Mantener la serenidad en unos momentos cruciales
Entonces, debemos mantenernos serenos. Más bien, es como una confirmación de que no estamos mal encaminados. Es algo que Nuestro Señor nos anunció. Sabemos que a la victoria se llega por la Cruz. Piensen ustedes que harán falta sacrificios, sufrimientos y tal vez martirios para revertir la situación que existe hoy en día en la Iglesia; no entenderlo, es no entender nada del cristianismo.
Entonces, cuando estas persecuciones vienen, guardemos la serenidad, guardemos la fortaleza, la perseverancia, e incluso la alegría. Las Actas de los Apóstoles nos dicen que éstos –los Apóstoles– se alegraban de poder sufrir algo por Cristo, por la Iglesia (Hech. 5, 41). Que yo sepa, Nuestro Señor, en la octava bienaventuranza –que es, según Santo Tomás, la que encierra implícitamente a todas las demás–, nos dice: «Bienaventurados cuando os persigan y cuando digan todo tipo de mal, calumnias y difamaciones, de vosotros a causa de mi nombre: alegraos y exultad, porque grande es vuestra recompensa en el Reino de los cielos» (Mt 5, 10-12). Nos dice «alegraos»; no «entristeceos».
Y me parece que una aplicación buena de todo lo que hemos pasado, para ustedes, queridos seminaristas, es ésta: es bueno que ahora que tienen tiempo y tranquilidad para prepararse, sepan de qué va esto. Esto les indica, es como una primera advertencia de lo que va a venir. Cuantos más progresos hagamos, más nos van a perseguir. Dicho de otra manera, tienen que saber que el sacerdocio católico hoy día es para valientes... es para valientes… y que no valen las medias tintas. Y que, por lo tanto, tienen que aprovechar estos años preciosos que tienen de formación.

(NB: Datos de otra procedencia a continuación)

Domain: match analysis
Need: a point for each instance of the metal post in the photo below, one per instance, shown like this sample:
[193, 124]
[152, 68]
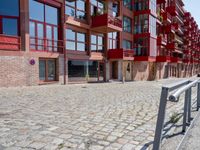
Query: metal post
[198, 96]
[161, 118]
[189, 104]
[185, 110]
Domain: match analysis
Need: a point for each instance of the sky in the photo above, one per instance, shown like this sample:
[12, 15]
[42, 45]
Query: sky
[193, 6]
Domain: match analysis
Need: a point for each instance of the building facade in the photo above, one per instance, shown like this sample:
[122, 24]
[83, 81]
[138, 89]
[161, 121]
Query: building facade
[70, 41]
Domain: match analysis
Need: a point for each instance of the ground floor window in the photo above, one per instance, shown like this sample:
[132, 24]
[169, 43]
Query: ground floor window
[85, 70]
[47, 69]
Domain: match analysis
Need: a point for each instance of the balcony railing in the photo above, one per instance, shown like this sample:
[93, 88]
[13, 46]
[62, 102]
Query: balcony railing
[106, 23]
[40, 44]
[124, 54]
[161, 40]
[167, 17]
[10, 43]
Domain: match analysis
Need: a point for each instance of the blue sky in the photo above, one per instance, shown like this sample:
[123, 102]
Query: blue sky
[193, 6]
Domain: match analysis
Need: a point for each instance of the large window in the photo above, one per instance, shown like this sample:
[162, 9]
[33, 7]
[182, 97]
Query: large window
[44, 27]
[75, 40]
[141, 46]
[84, 70]
[141, 24]
[127, 24]
[127, 4]
[141, 5]
[9, 17]
[113, 39]
[76, 9]
[126, 44]
[47, 69]
[97, 7]
[97, 43]
[152, 26]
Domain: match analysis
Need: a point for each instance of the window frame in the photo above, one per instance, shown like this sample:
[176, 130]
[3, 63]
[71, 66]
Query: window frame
[76, 41]
[97, 43]
[54, 45]
[11, 17]
[46, 69]
[77, 10]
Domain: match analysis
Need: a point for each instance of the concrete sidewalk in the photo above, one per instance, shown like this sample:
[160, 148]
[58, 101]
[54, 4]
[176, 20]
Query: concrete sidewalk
[192, 141]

Formación que a mi modo de ver tiene tres pilares. En primer lugar –siguiendo el orden natural de las cosas– la doctrina. La doctrina, la formación en la Fe. Por lo tanto la formación intelectual. Los estudios. En primer lugar el seminario es una casa de estudios, en la que brilla – como explicó el P. Olmedo el otro día, el 7 de marzo– especialmente la persona y la doctrina de Santo Tomás de Aquino. Y también podemos contar los otros estudios que se hacen en el Seminario. No se estudia solamente teología o filosofía, sino también espiritualidad, historia, latín y, sobre todo, Sagradas Escrituras. El sacerdote tiene que ser versado en las Sagradas Escrituras, la ciencia propia del sacerdote.

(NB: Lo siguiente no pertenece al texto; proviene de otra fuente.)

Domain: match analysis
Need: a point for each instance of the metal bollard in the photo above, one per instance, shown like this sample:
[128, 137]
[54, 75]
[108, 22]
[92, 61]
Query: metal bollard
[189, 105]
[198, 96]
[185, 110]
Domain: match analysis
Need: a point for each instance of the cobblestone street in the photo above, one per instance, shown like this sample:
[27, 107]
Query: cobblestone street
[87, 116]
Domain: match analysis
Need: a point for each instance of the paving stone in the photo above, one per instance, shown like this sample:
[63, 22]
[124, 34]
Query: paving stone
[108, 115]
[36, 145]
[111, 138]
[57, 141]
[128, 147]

El segundo pilar, es la piedad. La piedad que engloba la liturgia –todos los oficios, todas las ceremonias, especialmente el santo sacrificio de la Misa, pero también, por ejemplo, el canto–, y también la oración personal. En seis años de seminario deberían ser expertos en oración, y tener una oración personal muy firme y muy bien fundada.

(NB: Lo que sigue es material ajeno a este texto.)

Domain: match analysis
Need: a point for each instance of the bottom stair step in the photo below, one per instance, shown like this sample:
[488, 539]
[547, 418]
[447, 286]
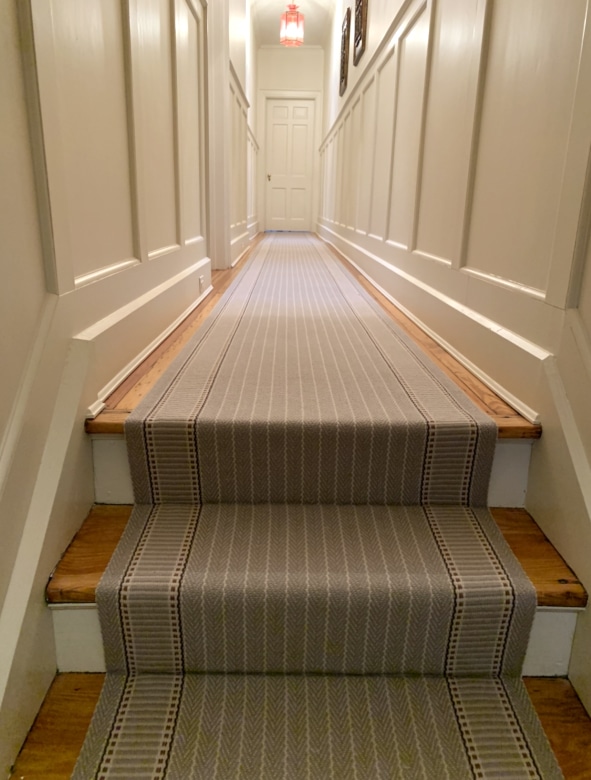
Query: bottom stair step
[54, 743]
[317, 727]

Y si el Seminario es casa de estudio y casa de piedad, es –y no en menor medida, y creo que es tal vez lo que olvidamos más; porque es más difícil– como una escuela de perfección, de santificación. En el Seminario tienen que habituarse a practicar las virtudes, es decir, las obras. Y eso es lo que definitivamente les dará solidez, les dará un sacerdocio posteriormente fecundo y perseverante.
Pidamos entonces en este día a la Santísima Virgen que nos dé a todos la gracia de responder a lo que Dios espera en estos momentos cruciales de la Iglesia; que nos dé la gracia de estar a la altura de lo que se nos pide a todos. Y pidamos especialmente por los seminaristas que comienzan un año lectivo más, para que se formen en profundidad, buscando a Dios, amando a Dios, imitando a Nuestro Señor Jesucristo.
La Santísima Virgen fue bienaventurada por se madre de Dios, fue más bienaventurada por haber creído y fue todavía más bienaventurada por haber practicado la palabra de Dios.
En el nombre del Padre, y del Hijo y del Espíritu Santo. Amén.
Fuente: Seminario Nuestra Señora Corredentora, La Reja.